Fear still stalks the villages of Balla and Machhroli where the murders took place. Jasbir’s family have been threatened by other villagers that they will also be killed if they speak to the media or if they refuse to drop charges.
Few of them had faith in the police. They said they were “too poor to pay a bribe”.
Five people have been arrested, including the girl’s father, uncle and two cousins. I met another cousin, right on the spot where the bodies were laid out, who started by trying to intimidate us and ended up saying he was proud of the murder.
In a tiny police post, a corporal told me such cases rarely if ever reach prosecution. “Witnesses back out,” he told me. “The entire village is on one side”.
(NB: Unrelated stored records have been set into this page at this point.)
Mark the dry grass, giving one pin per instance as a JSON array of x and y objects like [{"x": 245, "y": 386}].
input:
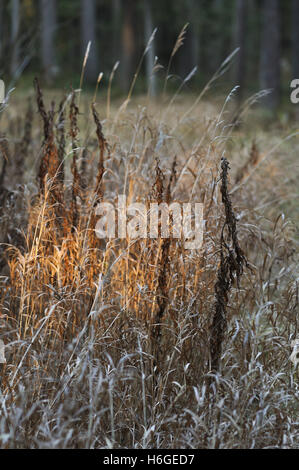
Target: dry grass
[{"x": 119, "y": 343}]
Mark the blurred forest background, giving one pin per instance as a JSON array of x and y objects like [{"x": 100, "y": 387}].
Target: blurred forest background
[{"x": 50, "y": 37}]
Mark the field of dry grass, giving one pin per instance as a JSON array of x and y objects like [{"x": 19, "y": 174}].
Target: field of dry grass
[{"x": 141, "y": 343}]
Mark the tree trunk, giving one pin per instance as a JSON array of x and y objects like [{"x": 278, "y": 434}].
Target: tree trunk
[
  {"x": 116, "y": 13},
  {"x": 15, "y": 26},
  {"x": 189, "y": 52},
  {"x": 128, "y": 44},
  {"x": 48, "y": 27},
  {"x": 88, "y": 34},
  {"x": 240, "y": 41},
  {"x": 150, "y": 56},
  {"x": 270, "y": 53},
  {"x": 295, "y": 39}
]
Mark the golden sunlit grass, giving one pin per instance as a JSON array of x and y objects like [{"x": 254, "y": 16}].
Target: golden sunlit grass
[{"x": 117, "y": 343}]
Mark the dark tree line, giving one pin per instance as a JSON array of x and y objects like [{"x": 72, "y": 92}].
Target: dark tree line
[{"x": 51, "y": 36}]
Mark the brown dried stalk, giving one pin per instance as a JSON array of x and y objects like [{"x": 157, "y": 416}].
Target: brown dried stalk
[
  {"x": 74, "y": 111},
  {"x": 232, "y": 261},
  {"x": 103, "y": 146}
]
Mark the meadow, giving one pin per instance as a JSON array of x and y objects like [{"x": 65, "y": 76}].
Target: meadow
[{"x": 141, "y": 343}]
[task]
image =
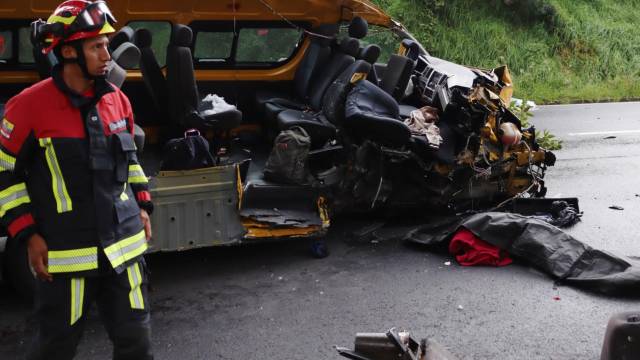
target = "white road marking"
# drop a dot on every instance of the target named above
(605, 132)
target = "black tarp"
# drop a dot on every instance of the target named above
(542, 246)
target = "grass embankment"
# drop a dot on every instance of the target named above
(559, 51)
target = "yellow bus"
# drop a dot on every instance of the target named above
(340, 105)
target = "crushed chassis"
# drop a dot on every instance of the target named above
(472, 170)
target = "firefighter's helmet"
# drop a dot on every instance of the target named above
(74, 20)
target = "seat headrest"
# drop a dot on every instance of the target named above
(411, 49)
(181, 35)
(116, 74)
(350, 46)
(358, 27)
(142, 38)
(126, 55)
(370, 53)
(121, 36)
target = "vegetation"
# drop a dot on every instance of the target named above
(558, 50)
(545, 139)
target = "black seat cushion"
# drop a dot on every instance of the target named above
(397, 75)
(317, 126)
(186, 108)
(125, 34)
(372, 114)
(358, 27)
(405, 110)
(315, 57)
(152, 75)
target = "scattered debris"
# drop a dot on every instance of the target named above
(367, 233)
(394, 345)
(531, 240)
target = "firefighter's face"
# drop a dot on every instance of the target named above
(96, 53)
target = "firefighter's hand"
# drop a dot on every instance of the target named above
(146, 221)
(38, 257)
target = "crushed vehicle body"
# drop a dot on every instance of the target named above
(403, 131)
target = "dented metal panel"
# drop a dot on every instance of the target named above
(195, 208)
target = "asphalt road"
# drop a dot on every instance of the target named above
(271, 301)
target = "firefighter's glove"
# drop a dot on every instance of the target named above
(146, 221)
(38, 257)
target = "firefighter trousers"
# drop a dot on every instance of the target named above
(62, 305)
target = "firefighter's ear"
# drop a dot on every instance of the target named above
(68, 52)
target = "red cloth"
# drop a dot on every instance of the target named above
(471, 250)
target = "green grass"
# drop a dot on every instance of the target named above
(558, 50)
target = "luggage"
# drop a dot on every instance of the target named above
(287, 162)
(187, 153)
(622, 339)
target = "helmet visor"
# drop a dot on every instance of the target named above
(93, 17)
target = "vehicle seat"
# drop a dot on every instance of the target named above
(372, 114)
(185, 105)
(396, 76)
(317, 54)
(370, 54)
(44, 63)
(410, 49)
(152, 75)
(123, 58)
(126, 57)
(322, 126)
(358, 27)
(125, 34)
(342, 56)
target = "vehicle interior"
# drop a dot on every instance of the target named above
(241, 72)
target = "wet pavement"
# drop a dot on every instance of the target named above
(272, 301)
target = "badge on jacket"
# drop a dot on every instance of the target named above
(6, 129)
(118, 125)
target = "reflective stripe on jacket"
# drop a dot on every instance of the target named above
(77, 186)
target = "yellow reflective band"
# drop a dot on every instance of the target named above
(64, 261)
(77, 299)
(126, 249)
(136, 175)
(135, 280)
(124, 196)
(65, 20)
(63, 201)
(12, 197)
(7, 162)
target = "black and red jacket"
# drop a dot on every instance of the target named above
(69, 171)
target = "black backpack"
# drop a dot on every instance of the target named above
(187, 153)
(287, 162)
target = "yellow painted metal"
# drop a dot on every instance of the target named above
(258, 229)
(314, 12)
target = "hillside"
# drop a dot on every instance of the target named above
(558, 50)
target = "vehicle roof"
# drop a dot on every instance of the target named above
(185, 11)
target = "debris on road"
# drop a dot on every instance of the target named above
(394, 345)
(543, 246)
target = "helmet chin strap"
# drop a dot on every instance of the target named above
(82, 62)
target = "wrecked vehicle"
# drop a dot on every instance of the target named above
(393, 133)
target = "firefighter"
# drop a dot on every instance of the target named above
(72, 188)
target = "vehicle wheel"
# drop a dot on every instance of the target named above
(319, 249)
(16, 269)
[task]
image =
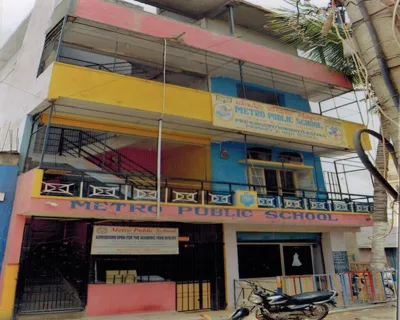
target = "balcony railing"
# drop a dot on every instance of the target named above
(130, 187)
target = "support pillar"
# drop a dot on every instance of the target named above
(335, 252)
(352, 247)
(231, 263)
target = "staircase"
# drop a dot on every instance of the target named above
(96, 150)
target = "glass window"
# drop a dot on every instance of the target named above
(259, 261)
(259, 154)
(259, 95)
(290, 157)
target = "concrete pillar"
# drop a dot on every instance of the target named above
(231, 263)
(335, 252)
(352, 247)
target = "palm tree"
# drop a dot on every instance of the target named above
(309, 29)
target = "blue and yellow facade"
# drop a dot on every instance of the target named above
(205, 167)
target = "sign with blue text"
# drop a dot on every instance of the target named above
(134, 240)
(260, 118)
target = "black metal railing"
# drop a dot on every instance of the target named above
(125, 186)
(94, 148)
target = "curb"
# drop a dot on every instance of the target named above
(335, 311)
(364, 307)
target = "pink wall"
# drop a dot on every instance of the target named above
(113, 299)
(108, 13)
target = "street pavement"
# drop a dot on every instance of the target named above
(386, 312)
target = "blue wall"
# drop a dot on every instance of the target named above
(228, 87)
(8, 183)
(230, 170)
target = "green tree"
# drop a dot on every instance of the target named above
(311, 30)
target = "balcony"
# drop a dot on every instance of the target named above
(87, 173)
(139, 187)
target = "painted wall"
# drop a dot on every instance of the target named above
(228, 87)
(21, 90)
(139, 21)
(114, 299)
(8, 183)
(187, 161)
(230, 170)
(222, 27)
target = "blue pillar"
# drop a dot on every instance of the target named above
(8, 183)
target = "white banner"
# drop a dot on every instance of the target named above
(134, 240)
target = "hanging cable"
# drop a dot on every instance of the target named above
(159, 139)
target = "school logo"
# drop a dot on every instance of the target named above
(334, 133)
(102, 230)
(224, 112)
(247, 199)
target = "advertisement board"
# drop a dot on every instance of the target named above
(282, 123)
(134, 240)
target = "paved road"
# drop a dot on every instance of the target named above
(386, 313)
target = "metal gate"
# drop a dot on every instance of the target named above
(53, 273)
(200, 284)
(193, 295)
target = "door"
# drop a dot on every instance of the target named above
(288, 183)
(298, 260)
(257, 178)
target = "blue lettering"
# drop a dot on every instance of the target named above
(201, 211)
(247, 213)
(153, 209)
(310, 216)
(137, 208)
(75, 204)
(271, 215)
(285, 215)
(330, 218)
(101, 206)
(118, 206)
(229, 214)
(299, 215)
(216, 212)
(182, 210)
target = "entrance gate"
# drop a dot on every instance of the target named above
(53, 269)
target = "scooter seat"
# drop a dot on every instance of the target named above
(309, 297)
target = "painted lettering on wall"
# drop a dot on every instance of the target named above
(203, 212)
(265, 119)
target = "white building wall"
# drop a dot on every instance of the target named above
(20, 89)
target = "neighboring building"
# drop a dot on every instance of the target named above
(364, 243)
(242, 193)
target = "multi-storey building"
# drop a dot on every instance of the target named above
(113, 215)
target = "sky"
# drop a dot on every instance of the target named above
(12, 12)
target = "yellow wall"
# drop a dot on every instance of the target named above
(191, 162)
(79, 83)
(9, 290)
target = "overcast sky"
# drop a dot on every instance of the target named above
(12, 12)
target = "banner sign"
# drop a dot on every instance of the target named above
(134, 240)
(283, 123)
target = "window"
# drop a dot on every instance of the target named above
(290, 157)
(260, 95)
(259, 261)
(273, 181)
(259, 154)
As I looked further into the story, I found that love liaisons like Sunita and Jasbir’s, between a couple from the same village, were a direct threat to the upper caste old men of Haryana.
A girl who dares marry against their will, and stay in her own village, might just mount a claim to a portion of the family’s land, as she is legally entitled to do.
Murders, so-called “honour killings”, are becoming increasingly common in Haryana, although rarely reported, sociologists say.
This is a state of rising wealth, but one where female foetuses are routinely aborted, where women appear to count for nothing, where an ancient patriarchal system has combined with a modern macho culture of the jeep, gun and bottle of rum.
Politicians say almost nothing against honour killings, police do little more. This time, I hope it will be different, that the police will show a little more determination to punish the culprits, and protect a family that has already suffered far too much.
On past experience, it is hard for me to be optimistic.